Imágenes de páginas
PDF
EPUB

As I pointed out here, we have devoted a great deal of time in communicating and talking with brewers all over the country to accomplish that purpose, but when you come to the suggestion that you stop opening the bottle and pouring into the glass, you are suggesting that the industry give up one of the most important techniques of advertising because, if you have noticed it yourself, you could not sell a wrapped up package. You unwrap a package.

Beer is wrapped up. It is wrapped up in a bottle. Most beer is wrapped up in an amber bottle. The technique and the art of advertising is to sell your product and the way you do it is to pour it into a glass and extol its virtues. We say that to deny us the right to use the techniques that have been developed over the years in the art and science of advertising is to discriminate against our industry in violation of the due process clause of the fifth amendment which prohibits discrimination among industries.

This brings us to our extended legal opinion which we desire to submit for the record as a part of our testimony.

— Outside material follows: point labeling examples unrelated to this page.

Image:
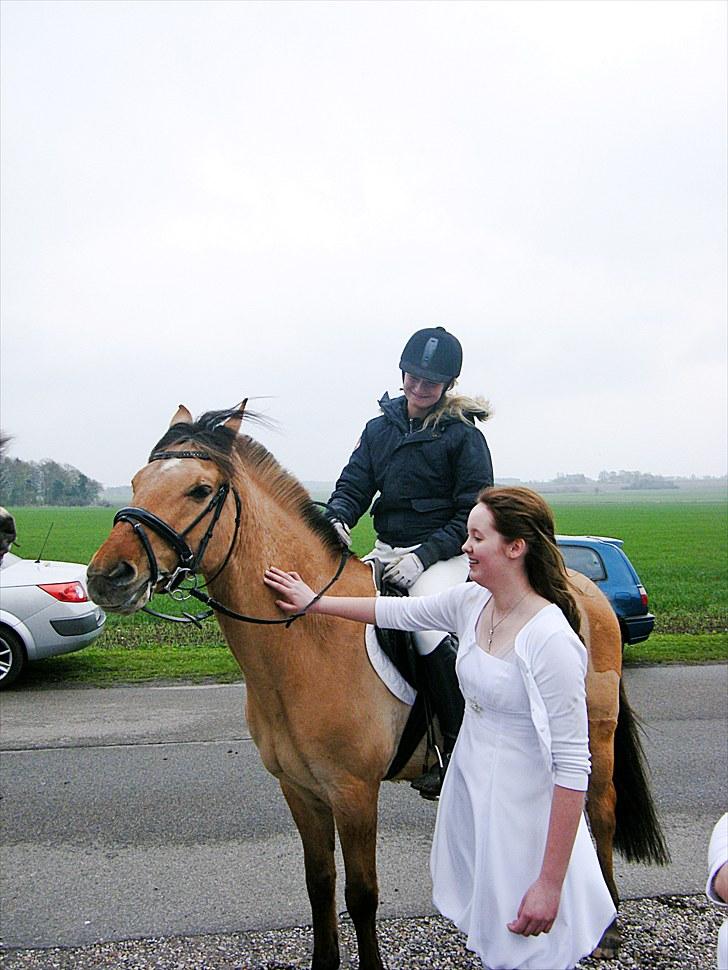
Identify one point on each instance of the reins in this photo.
(189, 562)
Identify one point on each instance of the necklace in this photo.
(494, 626)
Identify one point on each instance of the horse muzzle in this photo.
(118, 588)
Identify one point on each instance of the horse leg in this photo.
(356, 822)
(315, 823)
(601, 809)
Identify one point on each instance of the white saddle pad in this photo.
(388, 673)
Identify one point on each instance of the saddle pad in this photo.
(388, 673)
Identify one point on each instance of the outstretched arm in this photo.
(296, 595)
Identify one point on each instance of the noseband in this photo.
(189, 562)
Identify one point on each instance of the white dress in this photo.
(494, 809)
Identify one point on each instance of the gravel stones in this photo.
(663, 933)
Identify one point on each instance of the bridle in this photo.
(188, 562)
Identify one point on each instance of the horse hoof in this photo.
(608, 948)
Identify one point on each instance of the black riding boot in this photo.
(449, 706)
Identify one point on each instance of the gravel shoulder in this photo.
(662, 933)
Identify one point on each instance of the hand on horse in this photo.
(296, 594)
(538, 909)
(404, 572)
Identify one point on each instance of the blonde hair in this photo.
(458, 406)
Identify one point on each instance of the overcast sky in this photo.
(203, 201)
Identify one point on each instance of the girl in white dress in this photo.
(512, 864)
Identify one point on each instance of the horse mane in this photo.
(209, 433)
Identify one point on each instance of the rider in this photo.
(427, 460)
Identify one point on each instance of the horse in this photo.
(215, 502)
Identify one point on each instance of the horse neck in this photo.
(271, 533)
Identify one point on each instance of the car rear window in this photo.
(584, 560)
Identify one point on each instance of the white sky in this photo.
(206, 201)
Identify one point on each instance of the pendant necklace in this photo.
(494, 626)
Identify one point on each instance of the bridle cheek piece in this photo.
(189, 562)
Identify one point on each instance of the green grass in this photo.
(677, 544)
(679, 648)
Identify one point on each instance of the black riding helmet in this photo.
(434, 354)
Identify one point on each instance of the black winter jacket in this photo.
(427, 480)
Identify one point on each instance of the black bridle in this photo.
(188, 562)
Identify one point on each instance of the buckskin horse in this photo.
(215, 503)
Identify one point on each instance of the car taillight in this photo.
(66, 592)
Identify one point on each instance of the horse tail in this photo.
(639, 836)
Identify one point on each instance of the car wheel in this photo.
(12, 657)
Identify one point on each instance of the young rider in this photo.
(425, 460)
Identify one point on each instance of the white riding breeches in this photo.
(441, 575)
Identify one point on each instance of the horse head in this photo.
(183, 518)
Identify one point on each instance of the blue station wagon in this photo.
(603, 560)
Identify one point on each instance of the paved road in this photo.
(140, 812)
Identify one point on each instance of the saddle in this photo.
(399, 647)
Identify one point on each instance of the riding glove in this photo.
(405, 571)
(343, 531)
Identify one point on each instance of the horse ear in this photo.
(182, 416)
(233, 424)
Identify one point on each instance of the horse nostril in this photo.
(123, 574)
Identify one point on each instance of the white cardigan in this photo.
(551, 658)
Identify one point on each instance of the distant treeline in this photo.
(45, 483)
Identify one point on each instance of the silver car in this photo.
(44, 611)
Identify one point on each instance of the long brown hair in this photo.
(520, 513)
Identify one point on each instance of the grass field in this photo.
(679, 547)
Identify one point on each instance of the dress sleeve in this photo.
(441, 611)
(559, 671)
(717, 856)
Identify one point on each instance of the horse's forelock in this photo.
(208, 433)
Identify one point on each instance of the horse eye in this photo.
(200, 492)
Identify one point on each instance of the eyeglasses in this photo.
(422, 381)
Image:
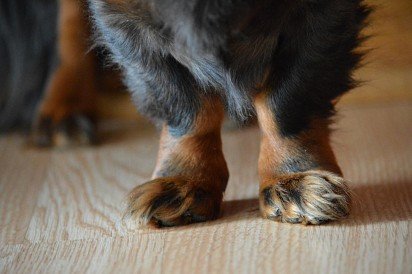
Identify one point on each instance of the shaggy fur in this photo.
(289, 60)
(284, 62)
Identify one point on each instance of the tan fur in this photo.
(309, 196)
(191, 175)
(72, 88)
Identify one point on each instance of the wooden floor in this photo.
(60, 210)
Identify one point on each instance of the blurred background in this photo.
(387, 70)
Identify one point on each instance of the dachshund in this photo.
(187, 63)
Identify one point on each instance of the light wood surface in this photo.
(61, 210)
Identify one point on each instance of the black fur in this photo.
(27, 57)
(174, 51)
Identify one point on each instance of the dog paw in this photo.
(74, 130)
(172, 201)
(312, 197)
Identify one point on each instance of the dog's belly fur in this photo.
(284, 61)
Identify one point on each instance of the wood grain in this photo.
(60, 211)
(71, 216)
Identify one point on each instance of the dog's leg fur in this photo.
(190, 176)
(299, 178)
(66, 114)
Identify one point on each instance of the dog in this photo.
(187, 63)
(50, 74)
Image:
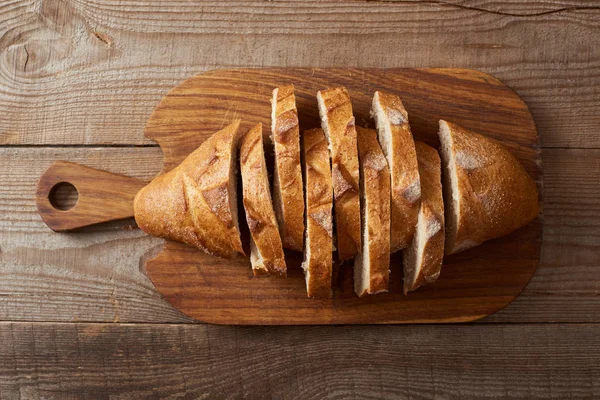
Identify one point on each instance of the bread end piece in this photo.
(487, 192)
(423, 259)
(338, 123)
(196, 202)
(371, 264)
(266, 251)
(396, 140)
(318, 240)
(288, 195)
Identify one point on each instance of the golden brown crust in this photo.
(288, 195)
(319, 220)
(423, 259)
(266, 252)
(495, 195)
(392, 121)
(337, 121)
(191, 203)
(373, 261)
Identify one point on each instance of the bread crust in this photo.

Before concluding, however, we should like to read to you from pages 8, 9, and 12 of our legal opinion some additional and enlightening information as to the origin and purpose of the 21st amendment.

We should also like to read from pages 18 and 19, Mr. Eisenhower's views on the scope of the 21st amendment. But I am not going to read that. I am merely going to summarize that. This is the first time we have brought this historical information to the attention of any congressional committee.

The 21st amendment is a restatement of the repeal plank in the Democratic platform of 1932. The interpretation which the attorneys for the drys give to the 21st amendment; namely, that the Federal Government now has concurrent jurisdiction under the 21st amendment to assist the States in enforcing their laws, is a restatement of the repeal plank in the Republican platform of 1932, which was bitterly contested in the Republican Convention and almost defeated.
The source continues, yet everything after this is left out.